Esta posición –que puede parecer paradójica– no es nueva y, por el contrario, hunde sus raíces en concepciones filosóficas y educativas de muy largo trayecto. Tanto Durkheim, en Europa, como Dewey, en America, sostenía ya en el siglo XIX que la educación no debería limitarse a la función socializadora, y por lo tanto, a la labor de preparación del individuo para la vida laboral. Sin embargo, la evolución seguida por la sociedad moderna y la obsesión por el desarrollo económico hacen que la atención primordial se haya centrado en generar una educación utilitaria, que ofrezca instrumentos y capacidades operativas dirigidas a atender las necesidades materiales del mercado laboral, a la obtención de un empleo. Así lo sostiene hoy el Ministro de Educación y así lo sostienen también buena parte de los rectores de la Universidades: hay que adaptar la educación a las demandas –materiales e inmediatas– de la sociedad. La educación se centra por tanto en las necesidades del colectivo y no en las del individuo.

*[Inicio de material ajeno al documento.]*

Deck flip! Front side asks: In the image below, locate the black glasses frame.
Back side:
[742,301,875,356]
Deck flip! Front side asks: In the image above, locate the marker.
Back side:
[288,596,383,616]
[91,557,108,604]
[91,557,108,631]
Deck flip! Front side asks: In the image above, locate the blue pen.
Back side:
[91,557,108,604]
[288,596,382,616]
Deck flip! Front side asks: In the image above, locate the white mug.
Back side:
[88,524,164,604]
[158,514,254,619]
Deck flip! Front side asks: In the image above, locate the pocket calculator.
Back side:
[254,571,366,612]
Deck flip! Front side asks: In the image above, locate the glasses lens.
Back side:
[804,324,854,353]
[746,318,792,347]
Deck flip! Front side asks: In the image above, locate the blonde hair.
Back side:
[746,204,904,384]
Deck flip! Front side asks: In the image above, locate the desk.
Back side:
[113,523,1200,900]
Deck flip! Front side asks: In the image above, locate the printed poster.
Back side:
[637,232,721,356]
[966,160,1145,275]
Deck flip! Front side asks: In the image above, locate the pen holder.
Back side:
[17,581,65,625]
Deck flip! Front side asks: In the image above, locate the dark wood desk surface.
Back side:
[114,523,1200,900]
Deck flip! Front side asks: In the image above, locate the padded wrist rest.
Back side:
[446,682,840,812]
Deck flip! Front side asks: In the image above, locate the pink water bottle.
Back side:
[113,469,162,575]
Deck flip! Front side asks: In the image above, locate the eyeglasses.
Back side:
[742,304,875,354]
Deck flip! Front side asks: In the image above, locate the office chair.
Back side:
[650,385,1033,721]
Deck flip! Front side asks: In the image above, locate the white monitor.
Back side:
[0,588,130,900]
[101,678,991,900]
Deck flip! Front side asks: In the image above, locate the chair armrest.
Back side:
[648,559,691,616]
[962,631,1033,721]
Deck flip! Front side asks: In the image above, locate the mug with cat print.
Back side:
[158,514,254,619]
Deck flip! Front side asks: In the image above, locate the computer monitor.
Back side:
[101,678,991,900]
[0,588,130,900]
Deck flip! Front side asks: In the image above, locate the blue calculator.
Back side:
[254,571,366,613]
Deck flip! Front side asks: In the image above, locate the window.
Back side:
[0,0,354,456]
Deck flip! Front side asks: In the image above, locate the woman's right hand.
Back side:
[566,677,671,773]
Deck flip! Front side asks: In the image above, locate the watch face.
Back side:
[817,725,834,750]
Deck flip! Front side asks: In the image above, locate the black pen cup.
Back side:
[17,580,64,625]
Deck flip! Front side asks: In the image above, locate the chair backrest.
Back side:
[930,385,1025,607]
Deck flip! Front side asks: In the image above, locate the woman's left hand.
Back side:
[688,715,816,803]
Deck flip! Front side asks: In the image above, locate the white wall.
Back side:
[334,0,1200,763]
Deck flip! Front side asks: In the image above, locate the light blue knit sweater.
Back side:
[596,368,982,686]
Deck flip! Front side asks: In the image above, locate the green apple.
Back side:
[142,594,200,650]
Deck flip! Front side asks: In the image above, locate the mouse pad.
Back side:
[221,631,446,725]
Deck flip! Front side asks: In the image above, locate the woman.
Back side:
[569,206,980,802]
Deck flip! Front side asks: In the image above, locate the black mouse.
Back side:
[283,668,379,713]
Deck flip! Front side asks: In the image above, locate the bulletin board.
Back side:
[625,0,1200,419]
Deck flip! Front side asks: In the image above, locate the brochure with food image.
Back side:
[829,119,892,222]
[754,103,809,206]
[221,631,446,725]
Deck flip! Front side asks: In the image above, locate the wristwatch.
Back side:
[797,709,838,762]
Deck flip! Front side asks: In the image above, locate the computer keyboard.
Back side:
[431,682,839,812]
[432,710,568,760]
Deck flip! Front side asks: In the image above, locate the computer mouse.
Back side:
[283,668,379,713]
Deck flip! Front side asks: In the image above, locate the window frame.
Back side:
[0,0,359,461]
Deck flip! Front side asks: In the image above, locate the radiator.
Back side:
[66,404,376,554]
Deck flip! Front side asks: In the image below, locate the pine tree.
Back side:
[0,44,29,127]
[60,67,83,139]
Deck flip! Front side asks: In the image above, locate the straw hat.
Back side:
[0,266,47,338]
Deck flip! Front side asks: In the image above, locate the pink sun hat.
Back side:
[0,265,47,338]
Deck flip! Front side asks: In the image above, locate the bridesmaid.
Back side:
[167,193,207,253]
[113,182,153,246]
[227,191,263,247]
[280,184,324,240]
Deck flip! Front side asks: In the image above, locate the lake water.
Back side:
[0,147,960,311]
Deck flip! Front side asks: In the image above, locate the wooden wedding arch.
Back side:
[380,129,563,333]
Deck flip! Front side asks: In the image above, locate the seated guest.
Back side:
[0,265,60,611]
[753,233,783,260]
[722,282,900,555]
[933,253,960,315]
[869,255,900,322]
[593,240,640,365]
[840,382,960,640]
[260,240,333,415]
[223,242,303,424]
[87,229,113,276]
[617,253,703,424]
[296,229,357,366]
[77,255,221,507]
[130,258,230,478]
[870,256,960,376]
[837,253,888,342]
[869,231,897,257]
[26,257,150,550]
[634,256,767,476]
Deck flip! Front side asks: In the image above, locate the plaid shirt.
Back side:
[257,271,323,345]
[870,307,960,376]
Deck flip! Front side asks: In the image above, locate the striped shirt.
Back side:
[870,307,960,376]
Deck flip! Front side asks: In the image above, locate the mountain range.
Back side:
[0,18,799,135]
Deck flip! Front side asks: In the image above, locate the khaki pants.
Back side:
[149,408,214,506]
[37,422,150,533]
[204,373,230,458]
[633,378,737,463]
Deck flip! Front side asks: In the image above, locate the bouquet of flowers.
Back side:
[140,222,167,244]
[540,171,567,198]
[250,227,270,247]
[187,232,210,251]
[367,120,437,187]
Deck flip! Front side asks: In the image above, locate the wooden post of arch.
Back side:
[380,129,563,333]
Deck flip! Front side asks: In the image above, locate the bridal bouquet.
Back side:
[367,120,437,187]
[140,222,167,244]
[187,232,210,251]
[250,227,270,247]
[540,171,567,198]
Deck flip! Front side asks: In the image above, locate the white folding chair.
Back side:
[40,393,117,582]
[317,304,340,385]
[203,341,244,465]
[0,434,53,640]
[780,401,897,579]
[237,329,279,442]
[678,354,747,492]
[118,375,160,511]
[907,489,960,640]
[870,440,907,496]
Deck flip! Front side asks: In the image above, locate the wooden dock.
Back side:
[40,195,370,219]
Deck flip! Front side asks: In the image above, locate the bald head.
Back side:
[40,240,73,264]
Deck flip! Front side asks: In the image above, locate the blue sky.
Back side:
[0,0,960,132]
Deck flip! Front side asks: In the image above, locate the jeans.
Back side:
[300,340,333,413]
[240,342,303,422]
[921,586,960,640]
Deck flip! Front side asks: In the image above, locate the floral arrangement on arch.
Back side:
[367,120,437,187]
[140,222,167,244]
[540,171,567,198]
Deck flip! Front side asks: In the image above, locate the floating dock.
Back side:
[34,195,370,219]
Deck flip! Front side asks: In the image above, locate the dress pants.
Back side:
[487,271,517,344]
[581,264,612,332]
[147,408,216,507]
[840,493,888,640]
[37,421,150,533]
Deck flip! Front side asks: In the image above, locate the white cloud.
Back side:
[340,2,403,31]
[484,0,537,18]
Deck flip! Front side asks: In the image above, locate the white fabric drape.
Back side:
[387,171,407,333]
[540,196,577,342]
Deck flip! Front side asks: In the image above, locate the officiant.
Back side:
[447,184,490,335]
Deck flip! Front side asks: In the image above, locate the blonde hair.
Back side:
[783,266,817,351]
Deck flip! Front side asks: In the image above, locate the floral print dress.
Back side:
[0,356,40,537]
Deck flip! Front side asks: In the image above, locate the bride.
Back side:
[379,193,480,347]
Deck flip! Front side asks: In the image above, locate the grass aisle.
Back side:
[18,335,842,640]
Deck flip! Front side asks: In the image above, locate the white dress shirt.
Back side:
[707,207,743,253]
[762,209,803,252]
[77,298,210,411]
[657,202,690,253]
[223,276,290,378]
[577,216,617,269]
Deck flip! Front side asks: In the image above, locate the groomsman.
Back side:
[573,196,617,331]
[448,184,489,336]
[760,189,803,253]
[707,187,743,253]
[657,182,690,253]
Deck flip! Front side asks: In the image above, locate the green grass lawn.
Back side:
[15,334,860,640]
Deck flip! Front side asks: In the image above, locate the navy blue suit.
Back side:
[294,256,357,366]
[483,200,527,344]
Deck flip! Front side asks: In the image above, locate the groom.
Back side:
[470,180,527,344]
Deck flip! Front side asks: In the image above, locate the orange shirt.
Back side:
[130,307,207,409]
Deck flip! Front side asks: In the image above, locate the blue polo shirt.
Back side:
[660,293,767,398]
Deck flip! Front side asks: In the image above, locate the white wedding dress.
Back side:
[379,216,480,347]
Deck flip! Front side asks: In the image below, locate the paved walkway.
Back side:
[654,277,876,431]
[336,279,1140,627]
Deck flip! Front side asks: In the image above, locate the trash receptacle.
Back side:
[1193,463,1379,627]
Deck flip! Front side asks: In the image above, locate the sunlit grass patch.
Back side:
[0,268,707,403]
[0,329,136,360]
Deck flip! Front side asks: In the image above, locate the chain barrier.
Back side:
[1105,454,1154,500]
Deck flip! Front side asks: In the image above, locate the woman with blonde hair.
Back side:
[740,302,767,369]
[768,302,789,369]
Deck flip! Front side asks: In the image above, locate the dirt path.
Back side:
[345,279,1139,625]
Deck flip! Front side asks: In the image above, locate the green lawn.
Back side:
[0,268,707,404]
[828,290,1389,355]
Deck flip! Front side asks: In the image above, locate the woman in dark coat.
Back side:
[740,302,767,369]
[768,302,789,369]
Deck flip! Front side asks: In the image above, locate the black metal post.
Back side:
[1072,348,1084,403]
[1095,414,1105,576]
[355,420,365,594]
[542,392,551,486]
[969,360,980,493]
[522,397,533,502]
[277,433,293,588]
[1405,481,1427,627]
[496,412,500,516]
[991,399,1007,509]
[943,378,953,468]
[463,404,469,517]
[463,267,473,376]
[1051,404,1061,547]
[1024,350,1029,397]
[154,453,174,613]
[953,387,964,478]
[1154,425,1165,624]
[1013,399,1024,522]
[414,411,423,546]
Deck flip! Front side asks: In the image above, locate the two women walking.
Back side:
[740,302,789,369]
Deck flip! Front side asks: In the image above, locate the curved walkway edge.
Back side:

Frente a la abrumadora realidad del paro, pues, si renunciamos a la obtención de empleo como objetivo primordial de la actividad educativa principal ¿cuál debería ser el objeto principal de la educación? ¿cómo garantizar el sostenimiento y el progreso de nuestra sociedad si no educamos para el empleo?
En primer lugar, cabe afirmar –aunque parezca una idea descabellada– que una buena parte de la gravedad de la actual crisis económica y del elevado desempleo se encuentra, no sólo en la crisis financiera y en el estallido de la burbuja inmobiliaria, sino también en el conjunto de los valores dominantes y de las conductas que éstos inspiran, que nos impiden superar la situación actual. Entre ellos, me atrevería a destacar uno que sobresale con respecto a los demás: la mezquindad, entendida no sólo como falta de generosidad, sino también como la falta de sentimientos nobles, como la falta de altura de miras.
Ya a mediados del primer siglo después de Cristo, Rabí Aquiva construyó su mensaje pedagógico sobre dos ejes: «amarás a tu prójimo como a ti mismo» (Levítico 19:18) y «educa al joven según su manera de ser». Básicamente, la primera afirmación hace referencia a la solidaridad y la necesidad del compromiso entre los miembros de la comunidad. Mientras que en el segundo afirma el hecho de que cada uno de nosotros es único y merece que esta individualidad sea tenida en cuenta. Individualidad que no cabe confundir con individualismo, por cuanto lo primero hace referencia a nuestra identidad única, a nuestra particularidad, mientras que lo segundo se refiere a una filosofía de vida que prima los intereses individuales sobre el compromiso solidario con la comunidad.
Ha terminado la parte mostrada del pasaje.